Written by Vulcan Post Published on   2 mins read

An oximeter provides alerts when blood oxygen levels become dangerously low.

The Temasek Foundation announced on Thursday that it will distribute oximeters to every household in Singapore to help monitor blood oxygen levels, which can help detect early signs of health deterioration.

“The COVID-19 virus can cause blood oxygen levels to drop to dangerously low levels, even when you have no other symptoms.
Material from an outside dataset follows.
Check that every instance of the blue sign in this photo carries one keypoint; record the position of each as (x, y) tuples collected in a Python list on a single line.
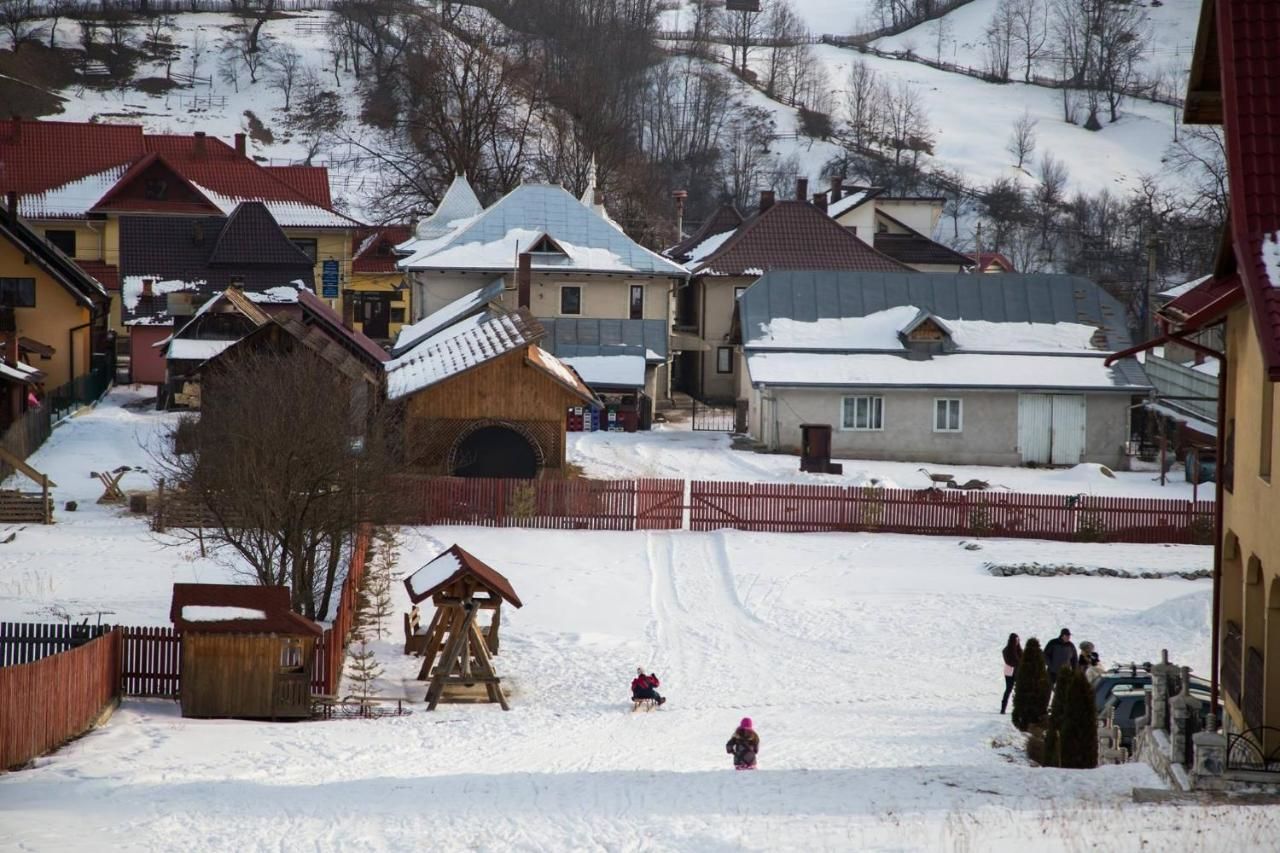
[(329, 279)]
An oximeter can help alert us to seek medical attention when the levels become dangerously low,” said the foundation in a media statement. It added that “silent pneumonia” is one of the most serious consequences of COVID-19. Seriously ill people can feel generally well, despite having damaged lungs.

Families can collect the devices between July 5 and August 5 at over 300 local stores and supermarkets, including FairPrice, Sheng Siong, Giant, Cold Storage, Watsons, Unity, and Guardian. They can be collected with a leaflet issued and sent by SingPost. Families can check their nearest collection points and operation hours on the Stay Prepared website.

Blood oxygen levels in a range between 95% and 100% are considered healthy, while readings between 90% and 94% are deemed low. Levels below 90% are considered dangerous and urgent treatment is needed.

Users can place the oximeter around their fingertips and press a button to activate the device. It will take a few seconds for the blood oxygen level reading to stabilize. The device screen will show the blood oxygen level and pulse rate. Users are advised to keep the oximeter away from dust, vibration, high temperature, moisture, corrosive substances, and explosive materials.

The foundation said blood oxygen readings cannot replace a COVID-19 test, but low readings can indicate underlying conditions or complications.

The oximeters are manufactured by biotech firms Lepu and Yuwell. Last year, Temasek Foundation provided 8,000 oximeters to foreign workers in dormitories as part of measures to curb the spread of the infection.